USA Network pivoted away from its "blue skies" programming in the 2010s when the rise of series like House of Cards and Orange Is the New Black at Netflix challenged traditional networks to enter the prestige TV race. For several years, USA Network pursued awards—or at least internet chatter— with grittier series like Mr. Robot, The Sinner, and Dirty John.

With the exception of Mr. Robot, which did get a few nominations and launched Rami Malek's career, USA failed to compete with the increasingly dominant streamers in the prestige space. It no longer makes original series. The NBC Universal subsidiary airs mostly reruns and reality TV, essentially killed off by the likes of Netflix, Disney+, and NBC's own streaming service Peacock.

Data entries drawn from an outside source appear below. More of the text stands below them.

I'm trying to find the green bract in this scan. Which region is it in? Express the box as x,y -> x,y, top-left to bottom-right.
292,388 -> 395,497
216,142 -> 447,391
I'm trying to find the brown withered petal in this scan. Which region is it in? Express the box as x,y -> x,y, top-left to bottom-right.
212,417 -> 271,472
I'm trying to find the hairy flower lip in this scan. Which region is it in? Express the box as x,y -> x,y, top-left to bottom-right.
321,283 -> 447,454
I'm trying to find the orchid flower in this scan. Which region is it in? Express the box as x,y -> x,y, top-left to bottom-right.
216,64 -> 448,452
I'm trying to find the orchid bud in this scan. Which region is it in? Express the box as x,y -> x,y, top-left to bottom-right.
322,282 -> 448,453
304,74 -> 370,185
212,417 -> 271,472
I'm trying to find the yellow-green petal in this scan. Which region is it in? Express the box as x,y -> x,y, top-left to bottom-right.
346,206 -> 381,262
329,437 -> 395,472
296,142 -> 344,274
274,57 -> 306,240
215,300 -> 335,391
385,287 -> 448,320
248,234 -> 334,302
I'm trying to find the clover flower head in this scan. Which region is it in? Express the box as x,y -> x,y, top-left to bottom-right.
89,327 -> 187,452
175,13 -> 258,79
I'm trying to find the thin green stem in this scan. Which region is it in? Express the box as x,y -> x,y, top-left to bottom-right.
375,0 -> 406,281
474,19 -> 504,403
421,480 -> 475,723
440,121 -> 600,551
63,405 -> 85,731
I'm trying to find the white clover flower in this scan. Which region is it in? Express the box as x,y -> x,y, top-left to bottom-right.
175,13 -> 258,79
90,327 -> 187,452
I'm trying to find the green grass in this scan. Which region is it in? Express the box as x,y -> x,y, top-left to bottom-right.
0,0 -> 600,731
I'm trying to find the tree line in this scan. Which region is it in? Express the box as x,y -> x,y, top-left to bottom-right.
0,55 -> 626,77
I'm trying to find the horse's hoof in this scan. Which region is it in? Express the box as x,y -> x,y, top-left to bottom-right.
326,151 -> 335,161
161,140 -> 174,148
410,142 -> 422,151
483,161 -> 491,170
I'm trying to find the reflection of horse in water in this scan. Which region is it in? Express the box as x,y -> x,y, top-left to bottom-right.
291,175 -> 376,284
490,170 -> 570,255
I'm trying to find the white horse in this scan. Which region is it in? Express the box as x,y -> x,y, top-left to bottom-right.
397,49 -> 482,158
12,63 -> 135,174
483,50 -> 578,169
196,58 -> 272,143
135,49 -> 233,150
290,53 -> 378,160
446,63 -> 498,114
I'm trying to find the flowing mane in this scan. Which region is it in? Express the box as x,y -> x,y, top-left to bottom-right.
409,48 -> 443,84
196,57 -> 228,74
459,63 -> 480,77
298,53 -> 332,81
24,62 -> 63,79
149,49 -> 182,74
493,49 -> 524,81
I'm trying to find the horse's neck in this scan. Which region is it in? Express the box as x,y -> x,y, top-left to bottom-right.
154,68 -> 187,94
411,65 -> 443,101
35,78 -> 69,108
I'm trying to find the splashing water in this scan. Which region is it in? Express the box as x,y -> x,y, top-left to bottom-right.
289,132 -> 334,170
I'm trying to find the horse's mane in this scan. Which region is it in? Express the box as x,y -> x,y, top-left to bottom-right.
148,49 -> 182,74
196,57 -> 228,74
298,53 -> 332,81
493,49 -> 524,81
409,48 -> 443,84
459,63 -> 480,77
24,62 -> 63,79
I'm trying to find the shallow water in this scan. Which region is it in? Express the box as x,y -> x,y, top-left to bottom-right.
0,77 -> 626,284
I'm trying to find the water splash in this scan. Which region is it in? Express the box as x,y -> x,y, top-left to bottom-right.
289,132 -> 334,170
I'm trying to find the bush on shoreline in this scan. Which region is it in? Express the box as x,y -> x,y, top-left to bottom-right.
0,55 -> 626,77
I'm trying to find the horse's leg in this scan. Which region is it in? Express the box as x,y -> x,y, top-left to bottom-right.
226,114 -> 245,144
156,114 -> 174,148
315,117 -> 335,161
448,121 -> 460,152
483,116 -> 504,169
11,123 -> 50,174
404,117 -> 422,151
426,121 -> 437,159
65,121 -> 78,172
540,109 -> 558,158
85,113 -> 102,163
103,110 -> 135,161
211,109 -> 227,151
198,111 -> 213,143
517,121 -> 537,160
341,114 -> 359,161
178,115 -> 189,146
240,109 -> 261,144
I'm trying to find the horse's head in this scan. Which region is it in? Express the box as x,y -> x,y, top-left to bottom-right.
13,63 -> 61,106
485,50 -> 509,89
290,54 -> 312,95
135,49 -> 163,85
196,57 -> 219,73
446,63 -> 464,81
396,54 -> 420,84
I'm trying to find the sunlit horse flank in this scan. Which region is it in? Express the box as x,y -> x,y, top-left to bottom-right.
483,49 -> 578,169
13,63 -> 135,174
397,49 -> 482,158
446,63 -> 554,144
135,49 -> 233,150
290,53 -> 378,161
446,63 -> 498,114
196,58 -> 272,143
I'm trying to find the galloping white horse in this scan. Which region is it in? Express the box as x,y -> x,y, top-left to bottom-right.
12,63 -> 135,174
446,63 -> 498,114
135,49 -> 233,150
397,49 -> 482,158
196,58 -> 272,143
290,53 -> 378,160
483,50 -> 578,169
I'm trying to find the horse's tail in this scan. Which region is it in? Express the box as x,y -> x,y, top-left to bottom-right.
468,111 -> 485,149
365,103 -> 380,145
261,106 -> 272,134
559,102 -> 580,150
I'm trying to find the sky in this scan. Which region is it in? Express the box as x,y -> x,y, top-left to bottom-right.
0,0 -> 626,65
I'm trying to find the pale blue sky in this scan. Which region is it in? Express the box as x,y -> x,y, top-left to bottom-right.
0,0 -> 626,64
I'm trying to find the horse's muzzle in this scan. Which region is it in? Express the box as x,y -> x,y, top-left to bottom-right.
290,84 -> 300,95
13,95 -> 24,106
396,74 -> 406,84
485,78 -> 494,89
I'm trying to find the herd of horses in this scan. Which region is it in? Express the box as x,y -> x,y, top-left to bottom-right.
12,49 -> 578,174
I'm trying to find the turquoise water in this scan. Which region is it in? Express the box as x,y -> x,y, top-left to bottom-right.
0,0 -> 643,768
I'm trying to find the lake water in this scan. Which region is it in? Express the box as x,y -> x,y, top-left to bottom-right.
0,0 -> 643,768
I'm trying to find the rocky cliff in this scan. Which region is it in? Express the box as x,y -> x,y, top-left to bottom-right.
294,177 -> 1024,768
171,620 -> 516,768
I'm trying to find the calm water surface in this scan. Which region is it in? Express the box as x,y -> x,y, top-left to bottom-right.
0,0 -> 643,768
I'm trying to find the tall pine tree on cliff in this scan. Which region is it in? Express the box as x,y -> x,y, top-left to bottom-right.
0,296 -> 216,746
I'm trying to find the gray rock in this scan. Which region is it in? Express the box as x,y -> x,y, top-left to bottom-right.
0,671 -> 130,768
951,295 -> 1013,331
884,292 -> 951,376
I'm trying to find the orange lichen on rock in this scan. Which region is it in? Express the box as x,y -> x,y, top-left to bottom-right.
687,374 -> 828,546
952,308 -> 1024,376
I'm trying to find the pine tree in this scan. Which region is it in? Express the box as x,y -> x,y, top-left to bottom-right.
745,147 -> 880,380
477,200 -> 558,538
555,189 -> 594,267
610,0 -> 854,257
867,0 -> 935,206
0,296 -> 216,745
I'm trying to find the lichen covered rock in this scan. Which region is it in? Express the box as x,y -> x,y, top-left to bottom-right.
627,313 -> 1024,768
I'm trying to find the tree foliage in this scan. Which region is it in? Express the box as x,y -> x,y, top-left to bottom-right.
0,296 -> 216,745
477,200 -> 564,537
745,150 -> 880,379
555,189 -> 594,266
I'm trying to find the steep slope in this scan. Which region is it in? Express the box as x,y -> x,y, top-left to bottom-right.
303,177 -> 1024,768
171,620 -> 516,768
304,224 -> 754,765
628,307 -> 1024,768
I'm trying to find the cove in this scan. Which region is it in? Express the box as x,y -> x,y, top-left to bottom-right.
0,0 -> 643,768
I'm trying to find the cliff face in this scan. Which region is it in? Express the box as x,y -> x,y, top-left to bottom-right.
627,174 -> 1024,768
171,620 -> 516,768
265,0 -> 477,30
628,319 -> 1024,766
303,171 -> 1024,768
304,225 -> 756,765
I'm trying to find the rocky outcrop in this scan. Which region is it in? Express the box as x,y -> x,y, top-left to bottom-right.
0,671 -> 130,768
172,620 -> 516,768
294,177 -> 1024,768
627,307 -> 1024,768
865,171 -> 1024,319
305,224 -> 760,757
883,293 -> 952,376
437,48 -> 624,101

Counterintuitively, the death of networks like USA is bad news for Netflix, who has relied on network TV shows like Suits, Manifest, and You to boost its viewership numbers. Netflix has been trying to build up its own library of bingeworthy content. But its most-watched series, like The Crown or Stranger Things, cost hundreds of millions of dollars to make and could never produce nearly enough episodes to fulfill viewers' insatiable appetite. While newer (and slightly cheaper) Netflix originals like The Night Agent or The Diplomat have aspirations to become the mid-tier dramas that people will binge for weeks on end, the streamer simply doesn't have a robust enough library to keep up with demand.

As long as there are lulls in television programming, some old and seemingly unexpected series will find new life on these streamers. Eventually TV creators may learn the lesson. We don't want dumb shows and smart shows. We want shows that are just smart enough.